Advantage SA, but world needs winning Windies

“I think it was a gamble to get me on.” – Wiaan Mulder after taking 3/1.

Telford Vice | Cape Town

ONE of your opening bowlers is in the dressingroom, curled around a colicky stomach. Your wicketkeeper is up on blocks with cramp. Good thing mere moments are left in the second session. And yet, rather than trying to run down the clock, you are hustling to squeeze in another over.

The absentees return an hour later. Your ’keeper is moving about as well as C-3PO, all creaks and clacks and awkward angles. But, as he gingerly sinks to his haunches behind the stumps, he yells: “Fuck, it’s great to be back out here!” Your big fast bowler runs in for his first delivery since coming back, his eyes ringed with discomfort — which melts when the batter who has faced twice as many balls as anyone else in the innings at that point splays his back foot, angles his bat, and chops on.

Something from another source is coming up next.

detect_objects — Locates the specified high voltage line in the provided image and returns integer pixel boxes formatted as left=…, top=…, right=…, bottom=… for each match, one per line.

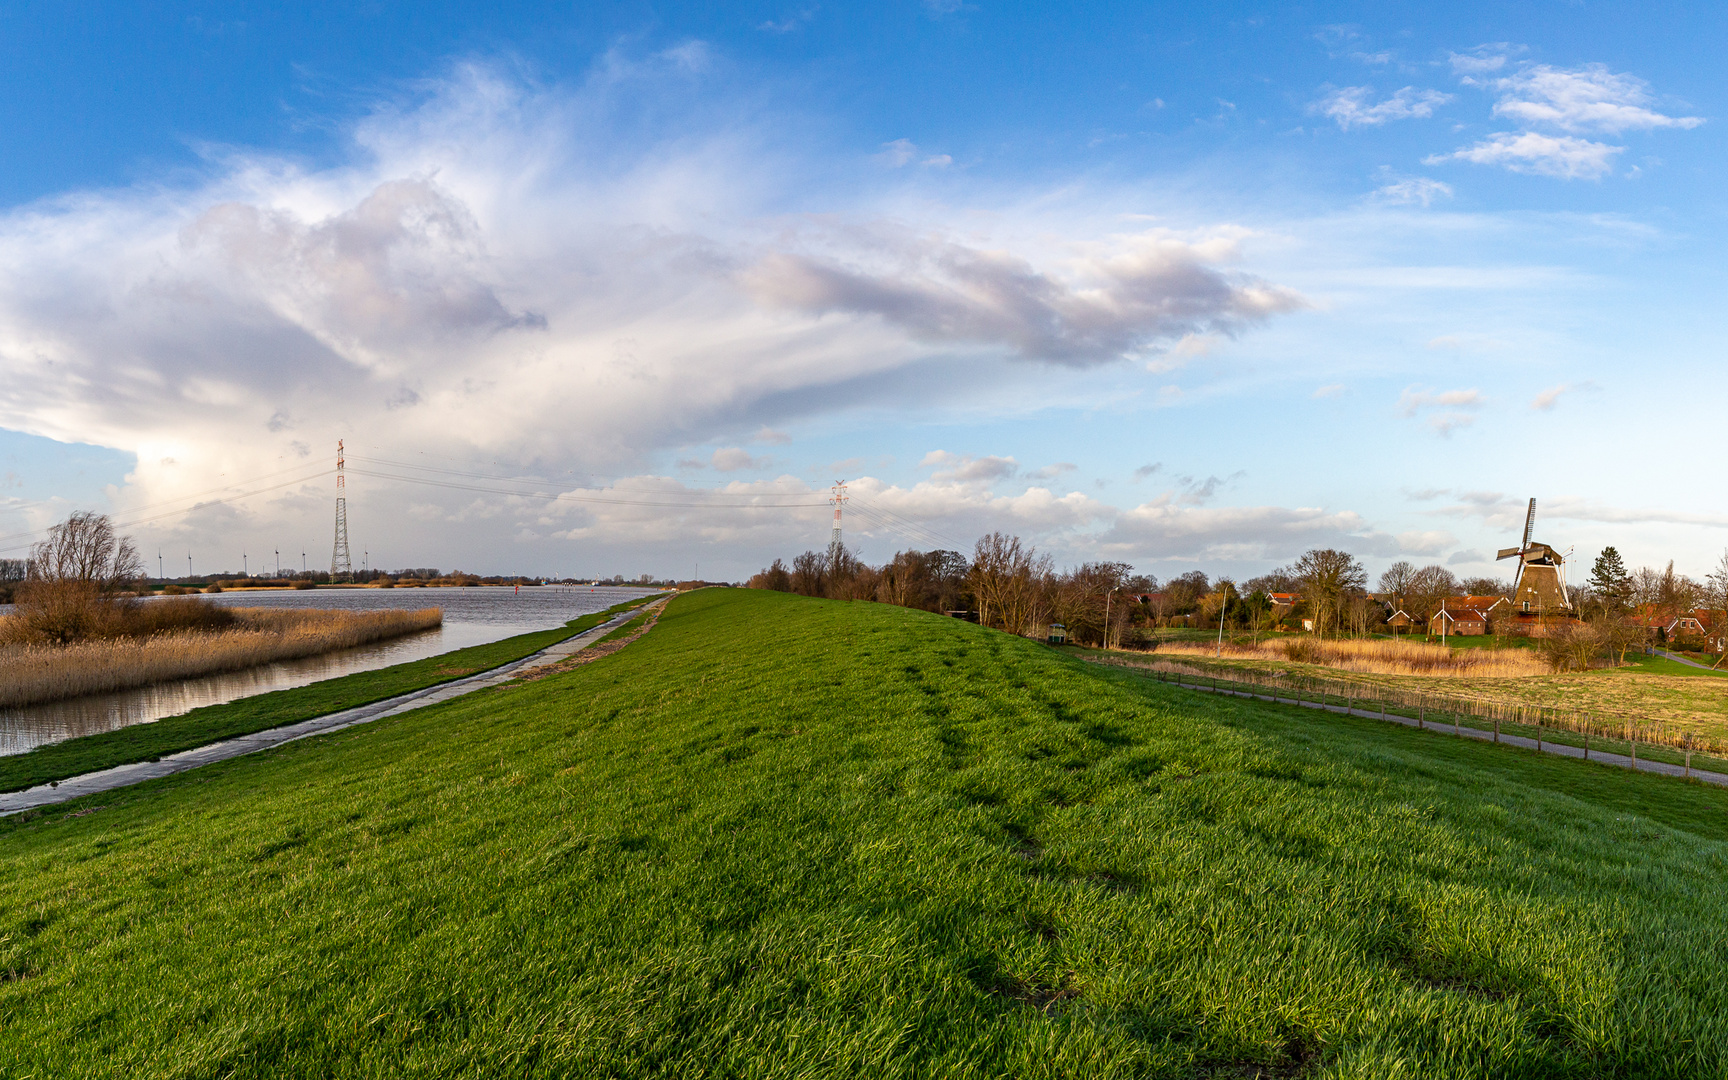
left=2, top=453, right=970, bottom=555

That was the nub of the narrative in St Lucia on Saturday, starring — in order of their appearance above — Lungi Ngidi, Quinton de Kock, and, exiting stage left, Shai Hope. Whatever hole South Africa fell into, they found a way out of it. Whatever advantage West Indies earned, it was nullified.

The South Africans, having scored 203 runs for the loss of their first five wickets on Friday, saw their second five crash for 59 a day later. But the tone of the West Indians’ reply was set when they lost their captain, Kraigg Brathwaite, to the first delivery of the innings. Thereby hangs a sub-plot.

Before Brathwaite gloved Kagiso Rabada down the leg side and was caught behind, Wiaan Mulder had shouted: “Keg ball!” That meant, as a reward for predicting the dismissal, Mulder was duty bound to buy his teammates — all of them — a drink. “That’s unlucky for me, I suppose,” Mulder told an online press conference after stumps. “It’s an expensive ball, but it’s just to create a bit of ‘gees’.”

‘Gees’ is the Afrikaans word for spirit. West Indies could have used more of it. They shambled to 149 all out — exactly as many runs as they are behind — in two sessions on a day’s play that ended in sunshine after it looked like it would be curtailed by bad light and rain. 

When the weather was closing in, it said plenty that, unlike the South Africans before tea, the West Indians seemed to be itching to get the hell out of there. Even the head groundskeeper, Kent Crafton, stood holding a corner of a cover on the boundary as the gloom loomed. Who could blame him: it’s difficult to see a way back into the match for the home side. Let’s not forget, too, that the visitors don’t need to win to seal the series.

“It was a pretty average day for us,” Hope offered in his television interview, adding superfluously: “Cricket is one of those games where, whoever plays the best on the day will come out on top.”

Please, West Indians, don’t take these observations as slights. Know that your great teams of the 1980s and ’90s were more responsible than anything else for keeping cricket relevant among a generation in far-flung countries and even hemispheres for whom the game would otherwise have been as uncool as cardigans and camomile tea. Without the example, set by the way those sides played and won, of what was possible in a wider society stuck in one gear, cricket would have been another reason for much of the rest of the world to despise their parents and everything they stood for. Instead the rampant success of people starkly different and from the other side of the world to the rest of Test cricket’s tired crowd gave the young what little else could: hope for the future. And not only for cricket. What ominous figures like Margaret Thatcher, Ronald Reagan, and the hideousness of apartheid, stole from their lives, West Indies cricket helped give back to them.

But that was a long time ago. It hurts to see the Windies play like they have done too often since those bright days, including in this series. And it doesn’t hurt West Indians only. The world needs, now as it did then; maybe more than ever, credible diversity. The game and everything around it suffers when those who claim it for one sect or culture or country or another are enabled in their dirty work. Because they don’t stop at claiming cricket. They want to tell us some people are better, more deserving, more human than others. So the fire in Babylon needs to be rekindled to a blaze, for all of our sakes.

That is not Mulder’s focus. He took 3/1 in four overs to hasten West Indies’ demise: they lost their last four wickets for six runs in 22 deliveries. “I’d been struggling with rhythm, so I was just trying to land the ball in the right area,” he said. “I think it was a gamble to get me on.”

Possibly. But, on a day already dizzy with bilious bowlers, cramping ’keepers and gratuitous groundskeeping, you would have to be daft not to take a punt on a kid who called — clairvoyantly, as it turned out — “keg ball!”